7. As experienced consumers of true crime and tragedy, modern “audiences” tend to expect each crime to fit a specific mold: a story, a villain, a heroine. How does this phenomenon influence the way we judge news stories? Does it have an impact on the criminal justice system? Consider the example of the North Carthage police, and also Tanner Bolt’s ongoing advice to Nick.
 
8. What is Go’s role in the book? Why do you think the author wrote her as Nick’s twin? Is she a likable character?
 
9. Discuss Amy’s description of the enduring myth of the "cool girl"—and her conviction that a male counterpart (seemingly flawless to women) does not exist. Do you agree? Why does she assume the role if she seems to despise it? What benefit do you think she derives from the act?
 
10. Is there some truth to Amy’s description of the "dancing monkeys"—her friends' hapless partners who are forced to make sacrifices and perform “sweet” gestures to prove their love? How is this a counterpoint to the “cool girl”?
 
11. What do you think of Marybeth and Rand Elliott? Is the image they present sincere? What do you think they believe about Amy?
 
12. How does the book deal with the divide between perception and reality, or between public image and private lives? Which characters are most skillful at navigating this divide, and how?
 
13. How does the book capture the feel of the recession—the ending of jobs and contraction of whole industries; economic and geographical shifts; real estate losses and abandoned communities.

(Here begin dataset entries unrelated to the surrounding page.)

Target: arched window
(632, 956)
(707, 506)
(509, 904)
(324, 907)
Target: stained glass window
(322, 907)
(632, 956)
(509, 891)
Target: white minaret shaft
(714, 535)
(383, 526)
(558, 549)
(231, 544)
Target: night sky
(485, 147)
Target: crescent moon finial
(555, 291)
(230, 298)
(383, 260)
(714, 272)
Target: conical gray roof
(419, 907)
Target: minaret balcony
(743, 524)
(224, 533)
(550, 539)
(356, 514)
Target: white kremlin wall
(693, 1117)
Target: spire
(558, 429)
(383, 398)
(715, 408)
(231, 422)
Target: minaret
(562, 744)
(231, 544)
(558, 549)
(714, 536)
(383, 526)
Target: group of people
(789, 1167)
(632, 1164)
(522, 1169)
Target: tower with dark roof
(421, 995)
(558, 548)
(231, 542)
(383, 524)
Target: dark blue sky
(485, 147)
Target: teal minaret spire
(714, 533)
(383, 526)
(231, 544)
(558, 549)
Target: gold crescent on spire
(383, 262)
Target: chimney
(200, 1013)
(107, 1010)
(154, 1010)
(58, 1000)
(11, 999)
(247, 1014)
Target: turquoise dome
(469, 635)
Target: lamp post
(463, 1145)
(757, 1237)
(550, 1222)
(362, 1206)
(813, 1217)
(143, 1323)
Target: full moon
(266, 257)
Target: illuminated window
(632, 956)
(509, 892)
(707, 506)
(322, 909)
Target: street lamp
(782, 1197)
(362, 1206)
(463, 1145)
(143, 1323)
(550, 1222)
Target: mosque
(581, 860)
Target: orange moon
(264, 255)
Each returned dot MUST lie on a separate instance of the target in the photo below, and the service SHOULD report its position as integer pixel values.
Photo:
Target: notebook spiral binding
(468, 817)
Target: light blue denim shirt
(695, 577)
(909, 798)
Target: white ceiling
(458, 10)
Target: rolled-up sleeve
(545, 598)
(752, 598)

Are some of Nick and Amy’s struggles emblematic of the time period? Are there any parts of the story that feel unique to this time period?
 
14. While in hiding, Amy begins to explore what the "real" Amy likes and dislikes. Do you think this is a true exploration of her feelings, or is she acting out yet another role? In these passages, what does she mean when she refers to herself as “I” in quotes?
 
15. What do you think of Amy’s quizzes—and "correct" answers—that appear throughout the book? As a consistent thread between her Amazing Amy childhood and her adult career, what does her quiz-writing style reveal about Amy’s true personality and her understanding of the world?
 
16. Do Nick and Amy have friends? Consider Nick’s assurance that Noelle was deluded in her claims of friendship with Amy, and also the friends described in Amy’s journal. How "rea" are these friendships? What do you think friendship means to each of them?
 
17. What was the relationship between Amy and Nick’s father? Do you think the reader is meant to imagine conversations between the two of them? Why does Nick’s father come to Nick and Amy’s home?
 
18. Amy publicly denounces the local police and criticizes their investigation. Do you think they did a good job of investigating her disappearance? Were there real missteps, or was their failing due to Amy’s machinations?
 
19. Do you believe Amy truly would have committed suicide? Why does she return?
 
20. Were you satisfied with the book’s ending? What do you think the future holds for Nick, Amy, and their baby boy?